ようやく3人に追いつくと、やはりヒースがにやにやと含みのある笑みを見せて声をかけてきた。
「おいおい、遅いぞ〜」
その声を合図に、するりとエリアの手がデュオンの手から逃げるように離れていく。
「悪いな。エリア、靴ずれしていたんだよ」
「あ、そうなの?大丈夫?ケアルかけてあげよっか?」
ヴォーグがそういうと
「ううん、大丈夫。デュオンがうまく布で覆ってくれたの」
エリアは笑顔を見せて答えた。と、突然唇を尖らせて表情を変えたかと思うと、デュオンに向かって
「今のは、別に無理して笑ってるんじゃないからね」
なんてことを言う。今まで見たことがない、拗ねたようなエリアの顔がおかしくて、デュオンはちょっとだけ声を出して笑ってしまう。
「別に毎度毎度そんなこと思わないってば。無理してないときは、わかるよ」
「そ、そうかな」
「そうだよ」
そんな二人のやりとりの意味がわからず、ラウドとヒースは顔を見合わせた。
ヴォーグだけが呑気に
「僕も昔よくデュオンに足を固定してもらったりしたよねぇ」
なんて昔のことを思い出して笑っている。それへデュオンが
「ヴォーグは底が破れた靴を平気で履くから、すぐ足をくじくんだよ」
と茶々を入れるように笑うと、予想外にもヴォーグは軽く怒ったように声をあらげた。
「違うよ!ヒースのおさがりもらうから、どうしてもすぐ破れちゃうんだよ」
「なんだよ、それ、せっかく人がタダであげてるのに、俺のせいだっていいたいわけ?」
ヒースがわざとヴォーグを睨みながらそう言うと、ラウドが脇からヒースを小突いてあっさり言う。

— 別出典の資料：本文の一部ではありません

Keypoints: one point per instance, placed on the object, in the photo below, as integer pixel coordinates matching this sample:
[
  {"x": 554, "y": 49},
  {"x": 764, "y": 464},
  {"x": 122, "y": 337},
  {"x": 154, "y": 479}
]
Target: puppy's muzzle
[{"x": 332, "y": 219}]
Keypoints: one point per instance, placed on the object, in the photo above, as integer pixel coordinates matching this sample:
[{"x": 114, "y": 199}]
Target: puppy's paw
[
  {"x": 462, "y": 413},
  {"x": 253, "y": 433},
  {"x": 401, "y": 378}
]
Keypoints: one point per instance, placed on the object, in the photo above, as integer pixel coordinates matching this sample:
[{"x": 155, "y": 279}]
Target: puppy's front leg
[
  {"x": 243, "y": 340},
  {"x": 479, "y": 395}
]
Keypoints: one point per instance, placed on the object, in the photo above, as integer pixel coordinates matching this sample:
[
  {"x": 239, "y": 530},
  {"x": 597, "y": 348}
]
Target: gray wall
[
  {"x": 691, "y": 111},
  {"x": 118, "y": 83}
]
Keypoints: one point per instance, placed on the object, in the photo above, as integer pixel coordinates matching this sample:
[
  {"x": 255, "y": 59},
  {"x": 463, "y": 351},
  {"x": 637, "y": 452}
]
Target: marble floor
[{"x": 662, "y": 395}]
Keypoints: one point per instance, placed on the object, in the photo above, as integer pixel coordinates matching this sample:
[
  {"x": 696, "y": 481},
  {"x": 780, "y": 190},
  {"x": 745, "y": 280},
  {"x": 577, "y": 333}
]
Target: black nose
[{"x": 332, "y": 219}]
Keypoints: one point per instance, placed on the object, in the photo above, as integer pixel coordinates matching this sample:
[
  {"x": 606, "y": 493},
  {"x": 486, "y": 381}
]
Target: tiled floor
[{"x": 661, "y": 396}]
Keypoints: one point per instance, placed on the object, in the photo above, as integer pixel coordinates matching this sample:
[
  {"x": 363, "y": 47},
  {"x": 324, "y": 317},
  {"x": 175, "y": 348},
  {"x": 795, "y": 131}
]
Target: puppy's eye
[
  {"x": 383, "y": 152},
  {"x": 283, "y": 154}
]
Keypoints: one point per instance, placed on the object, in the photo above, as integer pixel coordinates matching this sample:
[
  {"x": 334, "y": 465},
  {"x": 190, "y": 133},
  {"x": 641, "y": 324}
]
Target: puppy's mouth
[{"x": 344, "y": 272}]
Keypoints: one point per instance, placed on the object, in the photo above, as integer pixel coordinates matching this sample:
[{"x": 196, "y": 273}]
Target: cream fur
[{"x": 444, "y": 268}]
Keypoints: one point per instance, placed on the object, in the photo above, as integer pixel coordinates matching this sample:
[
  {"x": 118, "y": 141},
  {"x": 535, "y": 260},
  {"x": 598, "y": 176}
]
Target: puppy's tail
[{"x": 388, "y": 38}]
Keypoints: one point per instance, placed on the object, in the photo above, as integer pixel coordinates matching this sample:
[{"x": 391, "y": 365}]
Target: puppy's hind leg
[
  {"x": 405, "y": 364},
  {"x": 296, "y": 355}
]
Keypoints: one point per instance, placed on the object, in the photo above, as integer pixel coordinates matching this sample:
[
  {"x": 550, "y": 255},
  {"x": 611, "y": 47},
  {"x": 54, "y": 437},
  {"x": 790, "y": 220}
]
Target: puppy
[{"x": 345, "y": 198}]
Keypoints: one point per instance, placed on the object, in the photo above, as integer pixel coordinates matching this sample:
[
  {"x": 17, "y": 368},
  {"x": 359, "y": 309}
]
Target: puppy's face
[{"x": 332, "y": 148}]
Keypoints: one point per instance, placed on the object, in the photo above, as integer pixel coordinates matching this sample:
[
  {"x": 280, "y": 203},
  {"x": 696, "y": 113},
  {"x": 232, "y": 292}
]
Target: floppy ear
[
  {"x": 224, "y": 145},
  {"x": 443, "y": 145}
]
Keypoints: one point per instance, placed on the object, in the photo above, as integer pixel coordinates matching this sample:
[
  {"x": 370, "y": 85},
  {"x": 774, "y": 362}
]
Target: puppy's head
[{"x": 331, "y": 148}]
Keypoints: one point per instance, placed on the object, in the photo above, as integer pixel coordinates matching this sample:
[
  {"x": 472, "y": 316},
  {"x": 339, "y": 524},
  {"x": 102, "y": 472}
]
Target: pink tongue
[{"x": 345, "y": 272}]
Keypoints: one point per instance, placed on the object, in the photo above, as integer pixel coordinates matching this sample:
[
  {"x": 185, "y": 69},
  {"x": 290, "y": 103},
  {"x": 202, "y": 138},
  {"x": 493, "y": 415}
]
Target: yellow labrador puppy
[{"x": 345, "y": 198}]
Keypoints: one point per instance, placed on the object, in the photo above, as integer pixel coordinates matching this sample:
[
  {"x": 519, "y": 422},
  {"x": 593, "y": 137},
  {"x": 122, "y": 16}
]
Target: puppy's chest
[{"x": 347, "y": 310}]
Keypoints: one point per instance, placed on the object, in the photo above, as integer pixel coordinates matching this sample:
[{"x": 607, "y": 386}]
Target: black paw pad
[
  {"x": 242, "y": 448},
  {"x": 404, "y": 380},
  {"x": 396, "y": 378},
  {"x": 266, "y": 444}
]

「やぶれそうになると、ヴォーグにあげてたんだろう?白状したらどうだい」
「わー!やっぱりー!」
「今ごろ気づいたのか、遅すぎ」
エリアも含めて、ヴォーグ以外の4人は笑い出した。笑っているときは、この場所が、魔物も出現する洞窟だということすら一瞬忘れてしまうほど楽しい。
デュオンはちらりとエリアの様子をうかがった。そして、彼女が本当に楽しそうに笑っている姿を見て、何故か「嬉しい」と思った。